Le commissaire Ben, héros et narrateur du roman, ressemble fortement à son modèle. Son attirance pour les femmes s'accompagne aussi d'un narcissisme gentiment machiste comme en atteste, parmi d'autres, ce passage au début du roman : «Je remercie Dieu et mes parents de m'avoir donné le look que j'ai. Une gueule d'acteur de cinéma, entre Sean Connery et Marcello Mastroianni». La phrase se termine par un astérisque signalant un renvoi en bas de page (typique des romans de San A.), où l'on peut lire : «Je sais, les mauvaises langues vont encore gloser autour de tout ça. Ils auraient voulu que je choisisse entre Rouiched et Touri». Ce superflic, beau et célibataire, dur mais sensible, se devait d'avoir un compagnon et Azdine lui a créé son Bérurier, presqu'à l'identique de celui de San Antonio. Marié et père d'une ribambelle de gosses, énorme, fidèle et brave, son adjoint, avec «un éternel globo dans la bouche», se nomme Hamma Deb.
Le commissaire l'appelle Godzila, le Poussah, le Big, Darasing, le Hercule des films hindous, et, quand il veut lui faire plaisir, H'mimed. Au fond, le commissaire Ben éprouve une immense affection pour son adjoint : «Cela fera bientôt dix ans que nous travaillons ensemble. Il a quelque part remplacé le frère que j'ai perdu».
Alors qu'ils ont été envoyés auprès de la femme d'un ministre pour enregistrer une grave plainte et apprendre qu'elle a perdu son chien – «un p'tit kinois» selon elle –, ils sont appelés par leur patron, toutes affaires cessantes, pour un meurtre à Tizi Ouzou. Travaillant à la «crim'» d'Alger, ils ne comprennent pas cette mission hors-circonscription. Mais la victime est la nièce du wali et son père est ami du ministre de l'Intérieur. Agée de vingt ans, étudiante en Lettres, elle a été retrouvée étranglée dans les toilettes de l'Université. Aussitôt, Ben et H'mimed se mettent à la recherche du meurtrier qui, bien sûr, ne sera pas celui que l'on croit. Mais nous n'allons pas vider le suspense du roman. D'ailleurs, est-ce bien l'enquête qui compte ici ?
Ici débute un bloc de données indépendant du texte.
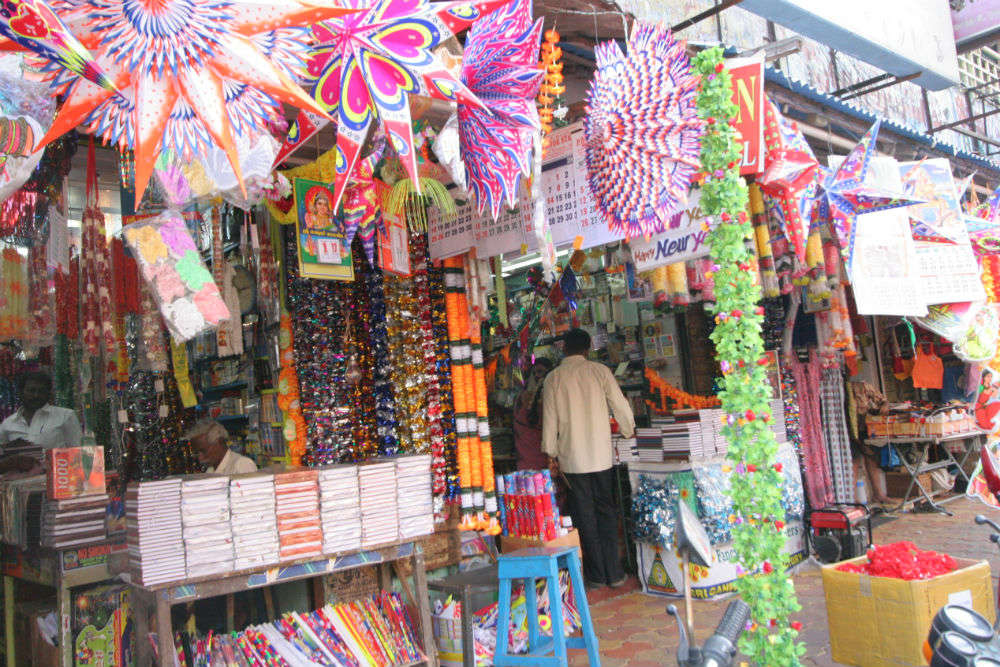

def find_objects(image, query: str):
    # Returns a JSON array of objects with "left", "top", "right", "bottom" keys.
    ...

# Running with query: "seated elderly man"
[{"left": 185, "top": 419, "right": 257, "bottom": 475}]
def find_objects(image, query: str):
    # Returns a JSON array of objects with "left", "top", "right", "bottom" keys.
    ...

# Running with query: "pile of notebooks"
[
  {"left": 39, "top": 494, "right": 108, "bottom": 549},
  {"left": 229, "top": 473, "right": 278, "bottom": 570},
  {"left": 274, "top": 470, "right": 323, "bottom": 561},
  {"left": 125, "top": 478, "right": 186, "bottom": 586},
  {"left": 181, "top": 475, "right": 233, "bottom": 577},
  {"left": 319, "top": 465, "right": 361, "bottom": 554},
  {"left": 396, "top": 454, "right": 434, "bottom": 540},
  {"left": 358, "top": 461, "right": 399, "bottom": 547}
]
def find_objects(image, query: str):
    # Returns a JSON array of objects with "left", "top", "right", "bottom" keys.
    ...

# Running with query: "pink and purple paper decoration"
[
  {"left": 288, "top": 0, "right": 504, "bottom": 214},
  {"left": 0, "top": 0, "right": 115, "bottom": 90},
  {"left": 458, "top": 0, "right": 545, "bottom": 219},
  {"left": 583, "top": 23, "right": 703, "bottom": 238},
  {"left": 31, "top": 0, "right": 354, "bottom": 198},
  {"left": 344, "top": 137, "right": 385, "bottom": 267},
  {"left": 816, "top": 121, "right": 924, "bottom": 259}
]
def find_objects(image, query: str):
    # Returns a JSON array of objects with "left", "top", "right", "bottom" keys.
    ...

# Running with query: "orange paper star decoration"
[{"left": 32, "top": 0, "right": 354, "bottom": 200}]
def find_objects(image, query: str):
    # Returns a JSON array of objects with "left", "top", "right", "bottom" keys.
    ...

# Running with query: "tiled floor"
[{"left": 570, "top": 499, "right": 1000, "bottom": 667}]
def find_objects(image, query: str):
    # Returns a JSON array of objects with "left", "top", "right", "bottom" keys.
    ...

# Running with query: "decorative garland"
[
  {"left": 646, "top": 367, "right": 721, "bottom": 412},
  {"left": 692, "top": 47, "right": 805, "bottom": 667}
]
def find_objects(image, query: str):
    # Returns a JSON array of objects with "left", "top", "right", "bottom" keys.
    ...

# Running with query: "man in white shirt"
[
  {"left": 184, "top": 419, "right": 257, "bottom": 475},
  {"left": 0, "top": 371, "right": 83, "bottom": 473},
  {"left": 542, "top": 329, "right": 635, "bottom": 587}
]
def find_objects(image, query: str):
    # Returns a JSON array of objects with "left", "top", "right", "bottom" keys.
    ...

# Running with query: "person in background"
[
  {"left": 542, "top": 329, "right": 635, "bottom": 587},
  {"left": 184, "top": 418, "right": 257, "bottom": 475},
  {"left": 0, "top": 371, "right": 83, "bottom": 473},
  {"left": 514, "top": 357, "right": 552, "bottom": 470}
]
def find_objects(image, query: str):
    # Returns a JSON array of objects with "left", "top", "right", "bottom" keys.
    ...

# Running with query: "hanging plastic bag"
[{"left": 122, "top": 211, "right": 230, "bottom": 343}]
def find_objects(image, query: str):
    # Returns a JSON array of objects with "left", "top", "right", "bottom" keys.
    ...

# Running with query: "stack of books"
[
  {"left": 125, "top": 478, "right": 186, "bottom": 586},
  {"left": 181, "top": 474, "right": 233, "bottom": 577},
  {"left": 40, "top": 494, "right": 108, "bottom": 549},
  {"left": 319, "top": 465, "right": 361, "bottom": 554},
  {"left": 396, "top": 454, "right": 434, "bottom": 540},
  {"left": 358, "top": 461, "right": 399, "bottom": 547},
  {"left": 274, "top": 470, "right": 323, "bottom": 561},
  {"left": 229, "top": 472, "right": 278, "bottom": 570}
]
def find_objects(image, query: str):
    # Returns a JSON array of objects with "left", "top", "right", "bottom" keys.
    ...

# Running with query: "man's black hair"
[{"left": 563, "top": 329, "right": 590, "bottom": 355}]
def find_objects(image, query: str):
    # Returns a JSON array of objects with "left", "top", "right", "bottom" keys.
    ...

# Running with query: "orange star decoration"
[
  {"left": 33, "top": 0, "right": 354, "bottom": 200},
  {"left": 536, "top": 30, "right": 566, "bottom": 151}
]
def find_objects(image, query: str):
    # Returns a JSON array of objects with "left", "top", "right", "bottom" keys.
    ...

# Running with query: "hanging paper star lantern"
[
  {"left": 32, "top": 0, "right": 353, "bottom": 199},
  {"left": 458, "top": 0, "right": 544, "bottom": 219},
  {"left": 288, "top": 0, "right": 504, "bottom": 214},
  {"left": 0, "top": 0, "right": 114, "bottom": 90},
  {"left": 816, "top": 121, "right": 925, "bottom": 258},
  {"left": 344, "top": 137, "right": 385, "bottom": 267},
  {"left": 583, "top": 24, "right": 704, "bottom": 238}
]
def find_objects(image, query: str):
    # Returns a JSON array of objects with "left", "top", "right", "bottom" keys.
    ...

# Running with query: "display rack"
[
  {"left": 865, "top": 431, "right": 986, "bottom": 515},
  {"left": 132, "top": 541, "right": 439, "bottom": 667},
  {"left": 3, "top": 541, "right": 125, "bottom": 667}
]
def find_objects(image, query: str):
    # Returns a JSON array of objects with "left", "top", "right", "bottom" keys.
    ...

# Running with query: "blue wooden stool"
[{"left": 493, "top": 547, "right": 601, "bottom": 667}]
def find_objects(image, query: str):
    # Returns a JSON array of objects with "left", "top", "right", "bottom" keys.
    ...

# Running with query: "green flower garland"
[{"left": 692, "top": 47, "right": 805, "bottom": 667}]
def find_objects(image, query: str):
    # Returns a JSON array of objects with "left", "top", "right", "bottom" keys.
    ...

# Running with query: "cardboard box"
[
  {"left": 823, "top": 556, "right": 996, "bottom": 667},
  {"left": 500, "top": 528, "right": 583, "bottom": 559}
]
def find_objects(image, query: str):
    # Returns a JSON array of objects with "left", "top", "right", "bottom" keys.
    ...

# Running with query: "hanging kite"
[
  {"left": 30, "top": 0, "right": 354, "bottom": 199},
  {"left": 0, "top": 0, "right": 115, "bottom": 90},
  {"left": 344, "top": 137, "right": 385, "bottom": 267},
  {"left": 583, "top": 24, "right": 704, "bottom": 238},
  {"left": 816, "top": 121, "right": 925, "bottom": 259},
  {"left": 458, "top": 0, "right": 545, "bottom": 219},
  {"left": 286, "top": 0, "right": 504, "bottom": 214}
]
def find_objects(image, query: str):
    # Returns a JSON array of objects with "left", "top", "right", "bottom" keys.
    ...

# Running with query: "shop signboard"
[
  {"left": 629, "top": 190, "right": 709, "bottom": 273},
  {"left": 726, "top": 52, "right": 764, "bottom": 176},
  {"left": 951, "top": 0, "right": 1000, "bottom": 51},
  {"left": 294, "top": 178, "right": 354, "bottom": 281},
  {"left": 740, "top": 0, "right": 956, "bottom": 90}
]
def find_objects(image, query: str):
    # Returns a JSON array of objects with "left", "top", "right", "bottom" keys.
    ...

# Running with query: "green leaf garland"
[{"left": 692, "top": 47, "right": 805, "bottom": 667}]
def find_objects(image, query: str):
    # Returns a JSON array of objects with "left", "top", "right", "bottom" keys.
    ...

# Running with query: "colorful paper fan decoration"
[
  {"left": 286, "top": 0, "right": 505, "bottom": 214},
  {"left": 816, "top": 121, "right": 925, "bottom": 261},
  {"left": 31, "top": 0, "right": 354, "bottom": 199},
  {"left": 0, "top": 0, "right": 115, "bottom": 90},
  {"left": 344, "top": 137, "right": 385, "bottom": 267},
  {"left": 458, "top": 0, "right": 545, "bottom": 219},
  {"left": 757, "top": 100, "right": 819, "bottom": 263},
  {"left": 583, "top": 23, "right": 704, "bottom": 238}
]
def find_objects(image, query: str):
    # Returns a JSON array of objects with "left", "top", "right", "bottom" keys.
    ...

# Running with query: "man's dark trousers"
[{"left": 565, "top": 468, "right": 625, "bottom": 584}]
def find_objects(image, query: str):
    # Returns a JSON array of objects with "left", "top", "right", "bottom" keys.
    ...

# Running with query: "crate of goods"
[{"left": 823, "top": 545, "right": 995, "bottom": 667}]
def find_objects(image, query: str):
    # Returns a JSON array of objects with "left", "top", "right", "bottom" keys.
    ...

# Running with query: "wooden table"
[
  {"left": 132, "top": 541, "right": 438, "bottom": 667},
  {"left": 3, "top": 538, "right": 125, "bottom": 667},
  {"left": 865, "top": 431, "right": 986, "bottom": 515}
]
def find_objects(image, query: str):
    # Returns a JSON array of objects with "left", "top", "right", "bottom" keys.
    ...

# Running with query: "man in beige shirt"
[{"left": 542, "top": 329, "right": 635, "bottom": 587}]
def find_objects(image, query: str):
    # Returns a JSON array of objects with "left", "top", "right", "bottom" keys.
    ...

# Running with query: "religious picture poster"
[
  {"left": 965, "top": 366, "right": 1000, "bottom": 508},
  {"left": 899, "top": 158, "right": 986, "bottom": 305},
  {"left": 725, "top": 51, "right": 764, "bottom": 176},
  {"left": 294, "top": 178, "right": 354, "bottom": 281},
  {"left": 830, "top": 156, "right": 927, "bottom": 317}
]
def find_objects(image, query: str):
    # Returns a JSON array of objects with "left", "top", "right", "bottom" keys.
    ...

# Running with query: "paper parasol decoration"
[
  {"left": 288, "top": 0, "right": 504, "bottom": 214},
  {"left": 458, "top": 0, "right": 545, "bottom": 219},
  {"left": 0, "top": 0, "right": 115, "bottom": 90},
  {"left": 816, "top": 121, "right": 924, "bottom": 258},
  {"left": 344, "top": 137, "right": 385, "bottom": 267},
  {"left": 758, "top": 100, "right": 819, "bottom": 263},
  {"left": 583, "top": 24, "right": 703, "bottom": 238},
  {"left": 33, "top": 0, "right": 354, "bottom": 199}
]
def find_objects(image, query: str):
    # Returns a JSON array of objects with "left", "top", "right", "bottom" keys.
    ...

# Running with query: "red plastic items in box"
[{"left": 837, "top": 542, "right": 958, "bottom": 581}]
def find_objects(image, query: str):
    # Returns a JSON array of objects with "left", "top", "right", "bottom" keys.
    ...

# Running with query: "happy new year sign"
[{"left": 629, "top": 190, "right": 709, "bottom": 272}]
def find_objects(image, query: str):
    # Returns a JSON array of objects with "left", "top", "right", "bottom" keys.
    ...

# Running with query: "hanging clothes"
[
  {"left": 913, "top": 345, "right": 944, "bottom": 389},
  {"left": 819, "top": 368, "right": 854, "bottom": 503},
  {"left": 784, "top": 353, "right": 834, "bottom": 509}
]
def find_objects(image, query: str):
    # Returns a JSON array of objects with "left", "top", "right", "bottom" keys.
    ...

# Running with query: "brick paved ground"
[{"left": 570, "top": 498, "right": 1000, "bottom": 667}]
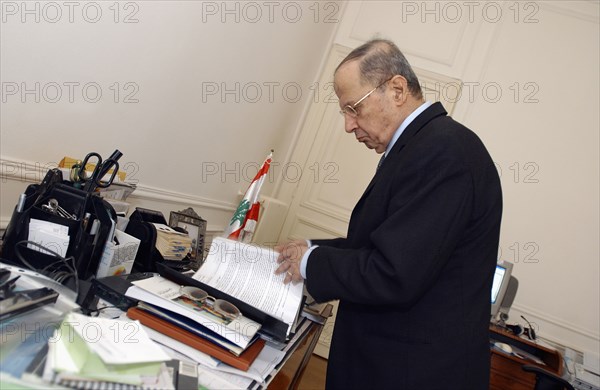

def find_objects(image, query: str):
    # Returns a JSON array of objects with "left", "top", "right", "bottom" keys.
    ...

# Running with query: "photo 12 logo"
[
  {"left": 401, "top": 1, "right": 540, "bottom": 23},
  {"left": 0, "top": 1, "right": 140, "bottom": 24},
  {"left": 202, "top": 1, "right": 340, "bottom": 24},
  {"left": 1, "top": 81, "right": 140, "bottom": 103}
]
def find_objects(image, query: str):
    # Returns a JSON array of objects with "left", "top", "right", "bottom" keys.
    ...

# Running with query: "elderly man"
[{"left": 276, "top": 40, "right": 502, "bottom": 390}]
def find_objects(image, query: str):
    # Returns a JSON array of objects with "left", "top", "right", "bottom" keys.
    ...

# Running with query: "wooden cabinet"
[{"left": 490, "top": 325, "right": 562, "bottom": 390}]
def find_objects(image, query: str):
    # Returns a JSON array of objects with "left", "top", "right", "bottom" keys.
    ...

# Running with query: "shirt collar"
[{"left": 384, "top": 102, "right": 431, "bottom": 157}]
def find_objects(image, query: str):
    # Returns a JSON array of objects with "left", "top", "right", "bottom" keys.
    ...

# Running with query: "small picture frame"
[{"left": 169, "top": 207, "right": 206, "bottom": 266}]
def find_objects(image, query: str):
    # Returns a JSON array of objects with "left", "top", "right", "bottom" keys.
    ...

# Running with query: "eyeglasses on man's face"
[
  {"left": 179, "top": 286, "right": 241, "bottom": 320},
  {"left": 340, "top": 76, "right": 393, "bottom": 118}
]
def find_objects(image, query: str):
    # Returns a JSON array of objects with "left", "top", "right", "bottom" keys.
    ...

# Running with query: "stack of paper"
[
  {"left": 44, "top": 313, "right": 173, "bottom": 388},
  {"left": 154, "top": 223, "right": 192, "bottom": 260}
]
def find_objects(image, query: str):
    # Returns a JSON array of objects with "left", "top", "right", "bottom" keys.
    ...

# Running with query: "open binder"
[{"left": 156, "top": 263, "right": 288, "bottom": 342}]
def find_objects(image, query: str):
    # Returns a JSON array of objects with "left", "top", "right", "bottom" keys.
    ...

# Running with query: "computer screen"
[
  {"left": 492, "top": 265, "right": 506, "bottom": 304},
  {"left": 490, "top": 261, "right": 513, "bottom": 319}
]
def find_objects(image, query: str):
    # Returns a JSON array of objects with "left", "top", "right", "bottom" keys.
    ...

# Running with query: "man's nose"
[{"left": 344, "top": 115, "right": 358, "bottom": 134}]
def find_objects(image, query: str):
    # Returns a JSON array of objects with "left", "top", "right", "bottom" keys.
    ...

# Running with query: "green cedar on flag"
[{"left": 225, "top": 150, "right": 273, "bottom": 242}]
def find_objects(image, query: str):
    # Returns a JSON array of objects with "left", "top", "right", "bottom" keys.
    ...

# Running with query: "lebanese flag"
[{"left": 225, "top": 150, "right": 273, "bottom": 242}]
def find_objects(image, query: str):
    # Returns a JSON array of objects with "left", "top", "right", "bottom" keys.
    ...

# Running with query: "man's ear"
[{"left": 390, "top": 75, "right": 408, "bottom": 104}]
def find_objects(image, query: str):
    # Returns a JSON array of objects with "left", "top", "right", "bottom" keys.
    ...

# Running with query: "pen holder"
[
  {"left": 0, "top": 170, "right": 117, "bottom": 288},
  {"left": 125, "top": 207, "right": 191, "bottom": 272}
]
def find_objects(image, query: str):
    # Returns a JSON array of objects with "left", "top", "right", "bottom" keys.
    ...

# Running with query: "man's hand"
[{"left": 275, "top": 240, "right": 308, "bottom": 284}]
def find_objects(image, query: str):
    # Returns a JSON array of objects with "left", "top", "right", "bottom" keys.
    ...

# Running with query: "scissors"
[{"left": 79, "top": 149, "right": 123, "bottom": 192}]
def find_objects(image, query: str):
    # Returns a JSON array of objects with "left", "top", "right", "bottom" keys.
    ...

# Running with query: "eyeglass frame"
[
  {"left": 339, "top": 76, "right": 394, "bottom": 118},
  {"left": 179, "top": 286, "right": 242, "bottom": 321}
]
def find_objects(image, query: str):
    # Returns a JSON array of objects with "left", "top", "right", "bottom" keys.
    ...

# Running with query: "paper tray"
[{"left": 156, "top": 263, "right": 288, "bottom": 342}]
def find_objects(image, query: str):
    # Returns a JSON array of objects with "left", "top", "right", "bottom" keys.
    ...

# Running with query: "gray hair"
[{"left": 335, "top": 39, "right": 423, "bottom": 99}]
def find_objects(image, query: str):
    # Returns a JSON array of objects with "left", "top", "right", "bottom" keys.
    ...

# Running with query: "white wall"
[
  {"left": 294, "top": 1, "right": 600, "bottom": 356},
  {"left": 0, "top": 1, "right": 342, "bottom": 231}
]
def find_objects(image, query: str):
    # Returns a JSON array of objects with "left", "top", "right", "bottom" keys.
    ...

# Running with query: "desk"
[
  {"left": 0, "top": 290, "right": 332, "bottom": 390},
  {"left": 268, "top": 304, "right": 333, "bottom": 390},
  {"left": 490, "top": 325, "right": 563, "bottom": 390}
]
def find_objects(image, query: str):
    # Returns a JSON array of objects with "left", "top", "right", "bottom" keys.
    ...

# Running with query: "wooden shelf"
[{"left": 490, "top": 325, "right": 563, "bottom": 390}]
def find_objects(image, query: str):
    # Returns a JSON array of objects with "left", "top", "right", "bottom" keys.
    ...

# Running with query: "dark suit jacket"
[{"left": 306, "top": 103, "right": 502, "bottom": 390}]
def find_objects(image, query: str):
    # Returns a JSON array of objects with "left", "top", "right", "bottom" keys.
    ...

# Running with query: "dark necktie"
[{"left": 377, "top": 153, "right": 385, "bottom": 170}]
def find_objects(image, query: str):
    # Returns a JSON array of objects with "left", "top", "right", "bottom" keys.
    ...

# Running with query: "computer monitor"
[{"left": 490, "top": 261, "right": 516, "bottom": 320}]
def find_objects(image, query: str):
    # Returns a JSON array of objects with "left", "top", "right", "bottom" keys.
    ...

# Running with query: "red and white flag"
[{"left": 225, "top": 150, "right": 273, "bottom": 242}]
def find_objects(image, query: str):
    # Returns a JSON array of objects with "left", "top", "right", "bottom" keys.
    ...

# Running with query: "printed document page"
[{"left": 194, "top": 237, "right": 303, "bottom": 331}]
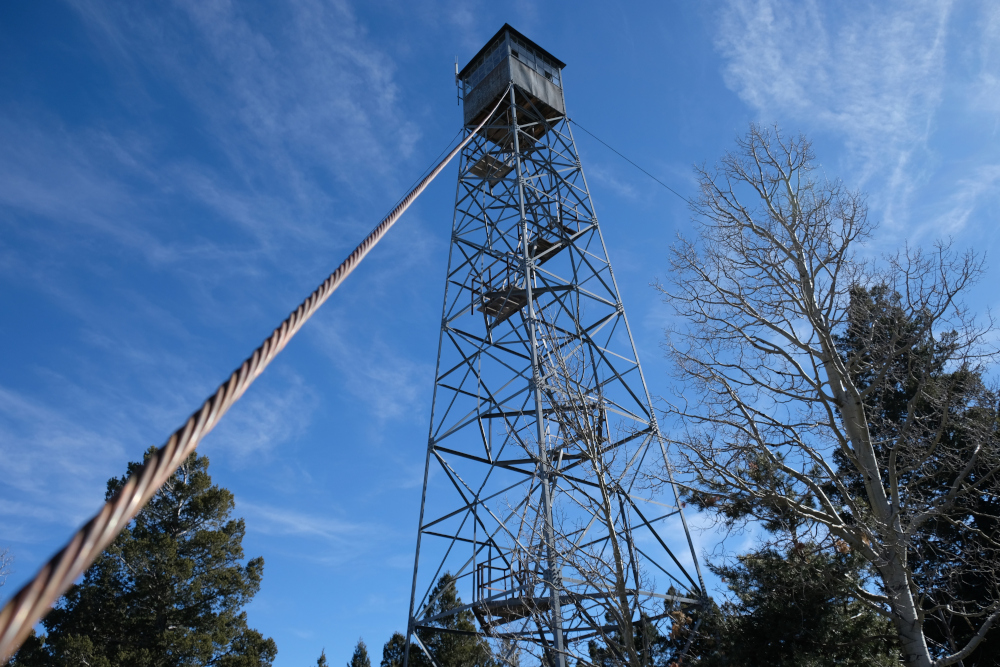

L'auteur s'attache surtout à nous faire partager la vision du narrateur sur la société algérienne et ses travers. On y croise la soif du pouvoir, le ridicule de l'arrivisme, l'hypocrisie faussement morale, la perte des repères, le désarroi des jeunes, etc. L'écriture se déroule sur deux niveaux : en caractères droits pour les faits, actions et dialogues ; en italiques pour des apostrophes à l'adresse du lecteur auquel le narrateur parle directement, un peu à la manière de Stanislas-André Steeman, grand maître du genre, auteur du célèbre L'Assassin habite au 21. Il est dommage que ces «dialogues» avec le lecteur deviennent plus rares à mesure qu'on avance dans le roman, car ils apportent une proximité intéressante, de l'interactivité pour parler moderne.
Les réflexions marginales de Ben créent des ouvertures sur l'histoire et la culture. On y croise des personnages aussi différents que le dramaturge et militant Mohamed Boudia, l'ancien billettiste du journal Le Monde, Robert Escarpit. On y lit des vers de la mystique soufie du VIIIe siècle, Rabea Al Aâdwaniya, comme un extrait de la lettre d'Ahmed Zabana avant son exécution. On y parcourt les lieux diurnes et nocturnes d'Alger. Ce foisonnement vivant donne du rythme au texte malgré de nombreuses erreurs historiques (Sophonisbe, épouse de Massinissa… !) ou autres. On regrette les surdoses d'argot parisien dans certains dialogues, les jeux de mots faciles, les symboles avec explications superflues. Si L'Etrangleur d'Alger tord le cou à bien des préjugés, il multiplie parfois inutilement ou maladroitement les audaces. Il se lit cependant avec plaisir et on se surprend à attendre le prochain en l'espérant mieux maîtrisé. Après tout, le premier San Antonio était loin de valoir d'emblée ce que son auteur en a fait par la suite.
Azdine, «L'Etrangleur d'Alger». Ed. Apic, Alger, 2011. 184 p.